There are several snake species which can be found as pets - but some are more suitable than others. The types kept range from the common garter snake to huge pythons. Different species have different diet and environment requirements. No matter which type of snake, a secure escape proof enclosure will be necessary. Snakes can be quite persistent in trying to get out of an enclosure, so make sure it closes securely with no gaps, or prepare to become an expert at tracking your snake in your house. If at all possible, pet snakes should be captive bred by reputable breeders.

If You Choose A Pet Snake
For new owners that are inexperienced with snake, corn snakes, king/milk snakes, or ball pythons are the best choice for pet snakes. These types of snakes tend to be gentle, and meeting their diet and environmental needs is not as difficult as for some other species. These are relatively small snakes, ranging from 4-5 feet adult length (up to 7 feet for some King snakes). All these snakes represent a commitment to long term care, though, with life spans of about 10 years for Corn Snakes, 20 years for King Snakes, and perhaps 40 or more years for a Ball Python (record is 48 years). Ball pythons have a reputation as being difficult to feed due to their tendency to sometimes stop eating for months at a time. If choosing a ball python, make sure it is captive bred and used to being fed killed prey. You may even want to ask for a feeding demonstration to ensure the snake readily takes pre-killed mice. With any snake, feeding pre-killed prey is recommended. A live rodent can inflict some serious wounds on a snake in self defense. If a snake hesitates or is not hungry when you put a live prey animal in the cage, the snake is the one who might end up injured. Of course, it is also more convenient to keep a supply of frozen food in your freezer rather than raising or buying live animals for feeding.

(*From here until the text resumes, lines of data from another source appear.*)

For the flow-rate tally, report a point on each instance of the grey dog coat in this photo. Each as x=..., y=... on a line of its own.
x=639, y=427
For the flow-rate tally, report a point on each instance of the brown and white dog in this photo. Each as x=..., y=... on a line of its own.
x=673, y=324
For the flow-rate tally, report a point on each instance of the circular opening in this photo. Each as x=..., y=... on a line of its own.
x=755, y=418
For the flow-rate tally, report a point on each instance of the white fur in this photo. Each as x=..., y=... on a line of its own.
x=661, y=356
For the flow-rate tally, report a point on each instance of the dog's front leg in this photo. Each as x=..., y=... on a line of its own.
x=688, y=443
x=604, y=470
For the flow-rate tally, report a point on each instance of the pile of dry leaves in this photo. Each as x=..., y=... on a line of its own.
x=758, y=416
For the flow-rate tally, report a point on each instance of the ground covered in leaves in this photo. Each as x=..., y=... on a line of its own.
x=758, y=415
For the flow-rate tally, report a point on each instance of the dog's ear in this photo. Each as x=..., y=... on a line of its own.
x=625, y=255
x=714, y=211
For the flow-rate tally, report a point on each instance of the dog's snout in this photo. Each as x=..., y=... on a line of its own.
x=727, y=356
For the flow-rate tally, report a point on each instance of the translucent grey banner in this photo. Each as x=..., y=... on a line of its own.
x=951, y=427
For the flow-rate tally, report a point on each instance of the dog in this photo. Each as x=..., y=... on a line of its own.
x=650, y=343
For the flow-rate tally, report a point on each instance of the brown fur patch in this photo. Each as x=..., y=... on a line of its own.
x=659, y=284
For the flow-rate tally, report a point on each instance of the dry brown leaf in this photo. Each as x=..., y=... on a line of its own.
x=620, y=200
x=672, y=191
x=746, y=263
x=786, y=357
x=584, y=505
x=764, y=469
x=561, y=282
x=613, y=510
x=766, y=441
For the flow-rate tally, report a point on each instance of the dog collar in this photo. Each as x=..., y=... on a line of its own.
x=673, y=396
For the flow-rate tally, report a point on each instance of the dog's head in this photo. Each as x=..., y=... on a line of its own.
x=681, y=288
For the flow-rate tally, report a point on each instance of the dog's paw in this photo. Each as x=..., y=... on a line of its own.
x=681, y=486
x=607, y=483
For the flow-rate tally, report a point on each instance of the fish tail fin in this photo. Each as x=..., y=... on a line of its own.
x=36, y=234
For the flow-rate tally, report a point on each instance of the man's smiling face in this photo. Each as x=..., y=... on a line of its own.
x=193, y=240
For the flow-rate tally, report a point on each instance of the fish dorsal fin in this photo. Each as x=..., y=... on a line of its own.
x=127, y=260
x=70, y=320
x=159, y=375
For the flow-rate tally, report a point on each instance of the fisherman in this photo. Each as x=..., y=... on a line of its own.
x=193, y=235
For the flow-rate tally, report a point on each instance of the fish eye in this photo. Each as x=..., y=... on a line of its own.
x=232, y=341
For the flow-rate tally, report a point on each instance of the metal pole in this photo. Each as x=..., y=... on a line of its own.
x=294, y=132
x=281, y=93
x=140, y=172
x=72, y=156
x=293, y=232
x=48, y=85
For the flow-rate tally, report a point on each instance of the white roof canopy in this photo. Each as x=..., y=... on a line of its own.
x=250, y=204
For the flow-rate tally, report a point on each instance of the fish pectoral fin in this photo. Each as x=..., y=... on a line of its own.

Beginners should avoid snakes such as Burmese pythons, red-tailed boas, any tree boa or python, water snakes, or any wild caught snakes. Burmese pythons have been involved in cases of human fatalities (mainly due to improper housing or handling) and need careful handling. It is generally recommended to have extra people around when handling or feeding large Burmese pythons due to their size and strength (can reach 20 feet and 200+ pounds). Red-tailed boas (also known as boa constrictors) aren't quite as large (10 feet, 50+ pounds) but are more work to care for than smaller snakes and may require assistance for handling (experts say any snake larger than 8 feet requires two people to handle safely). Tree boas and pythons tend to have very strict temperature and humidity requirements, and water snakes have very specific care requirements too. Wild caught snakes tend to be nervous, prone to illness, and difficult to feed in captivity.

Snakes that are huge, have poor temperaments, and are potentially dangerous include anacondas and reticulated pythons. These snakes aren't recommended as pets. Also, venomous snakes are poor pet choices, not only for the obvious risk to the owner but for the danger to others, and liability to owner, if the pet should escape.  Whatever snake is chosen, the owner should be familiar with the proper care and feeding, the behavioral characteristics, and the commitment required to keep the pet.